Network simulators play a crucial role in evaluating the performance of large-scale systems. However, existing simulators rely heavily on synthetic microbenchmarks or narrowly focus on specific domains, limiting their ability to provide comprehensive performance insights. In this work, we introduce ATLAHS, a flexible, extensible, and open-source toolchain designed to trace real-world applications and accurately simulate their workloads. ATLAHS leverages the GOAL format to model communication and computation patterns in AI, HPC, and distributed storage applications. It supports multiple network simulation backends and handles multi-job and multi-tenant scenarios. Through extensive validation, we demonstrate that ATLAHS achieves high accuracy in simulating realistic workloads (consistently less than 5% error), while significantly outperforming AstraSim, the current state-of-the-art AI systems simulator, in terms of simulation runtime and trace size efficiency. We further illustrate ATLAHS's utility via detailed case studies, highlighting the impact of congestion control algorithms on the performance of distributed storage systems, as well as the influence of job-placement strategies on application runtimes.
Paper Structure (27 sections, 13 figures, 1 table)

This paper contains 27 sections, 13 figures, 1 table.

Figures (13)

  • Figure 1: illustrates a space-time diagram of a realistic training scenario for Large Language Models (LLMs), showing overlapping communication from data parallelism (DP) and pipeline parallelism (PP). depicts a network-level view demonstrating how PP victim flows become congested due to simultaneous DP ring allreduce communications within a two-level fat tree topology. compares the performance of Swift and MPRDMA congestion control algorithms using two synthetic microbenchmarks and the LLM training workload. Percentages indicate the performance improvement (green) or degradation (red) of Swift relative to MPRDMA.

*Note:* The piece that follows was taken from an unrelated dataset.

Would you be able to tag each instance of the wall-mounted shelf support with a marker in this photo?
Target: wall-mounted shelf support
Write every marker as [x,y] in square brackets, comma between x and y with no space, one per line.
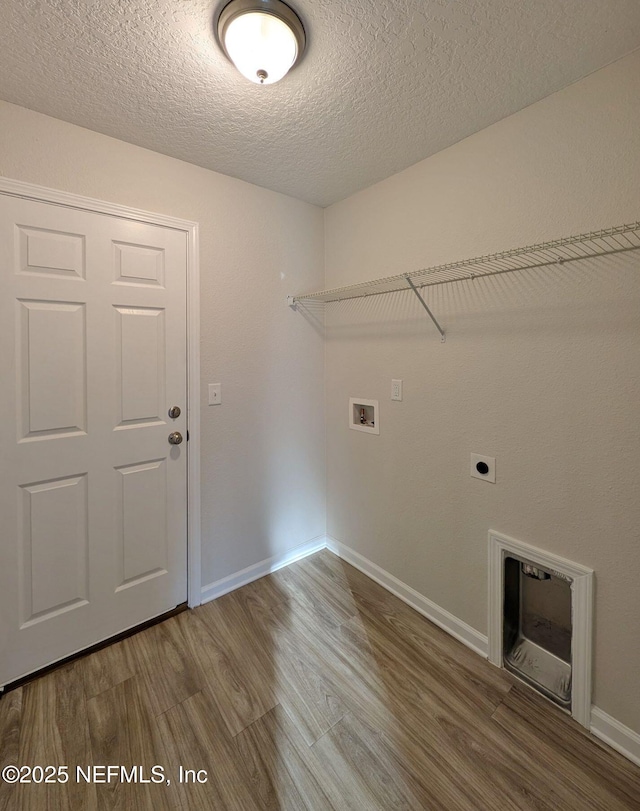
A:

  • Figure 2: Overview of the ATLAHS toolchain. Application and hardware components are represented in shades of red. Trace generation and GOAL format processing are shown in green. Simulation is depicted in blue. For consistency, these color schemes will be used throughout the paper in all figures and diagrams.

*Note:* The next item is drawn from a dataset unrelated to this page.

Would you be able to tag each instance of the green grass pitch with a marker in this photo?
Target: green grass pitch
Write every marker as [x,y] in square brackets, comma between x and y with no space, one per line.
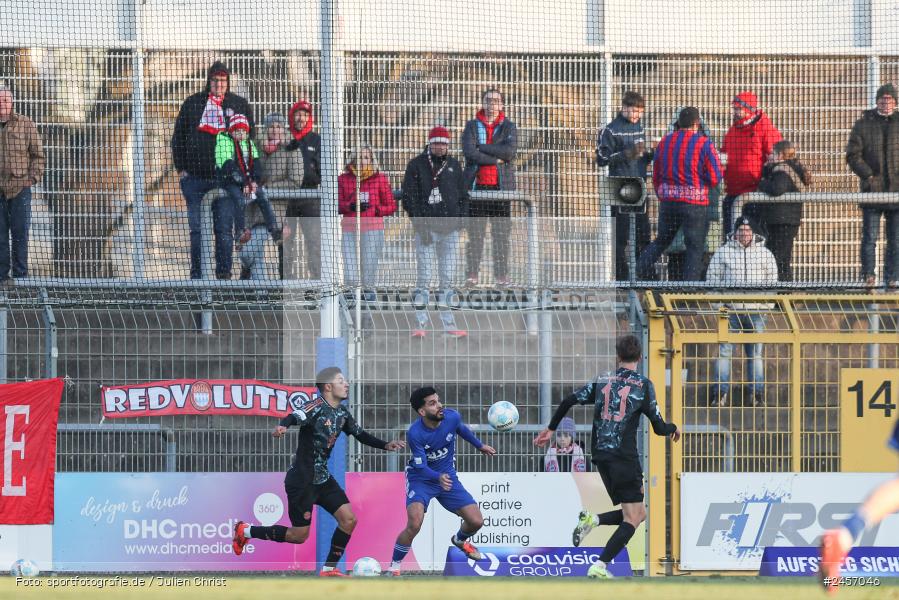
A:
[291,587]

  • Figure 3: shows an example GOAL schedule of node 0 in its textual format, while shows the visualization of the same schedule as a DAG. Vertices in green are assigned to compute stream 0 to execute while vertex $l3$ in teal is assigned to be executed on compute stream 1.

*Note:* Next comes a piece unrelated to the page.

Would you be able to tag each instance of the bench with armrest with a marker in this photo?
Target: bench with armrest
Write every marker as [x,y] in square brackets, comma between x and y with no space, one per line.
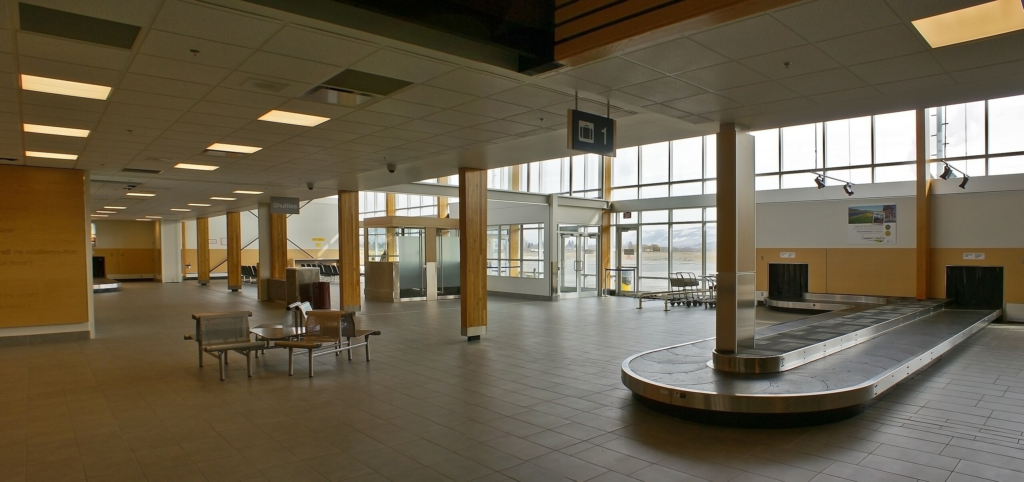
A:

  • Figure 4: Example of an AI application with 2 nodes and 4 GPUs connected in a ring, where each GPU communicates with its designated receiver as indicated by the arrows. NCCL utilizes a single streaming multiprocessor (SM) to handle communication operations. Using the NCCL Simple protocol, when GPU 0 broadcasts 2 MB of data as the root, the data is divided into 4 chunks, and transmitted sequentially.
  • Figure 5: An example showing the 4 stages GOAL file generation for large-scale distributed AI applications.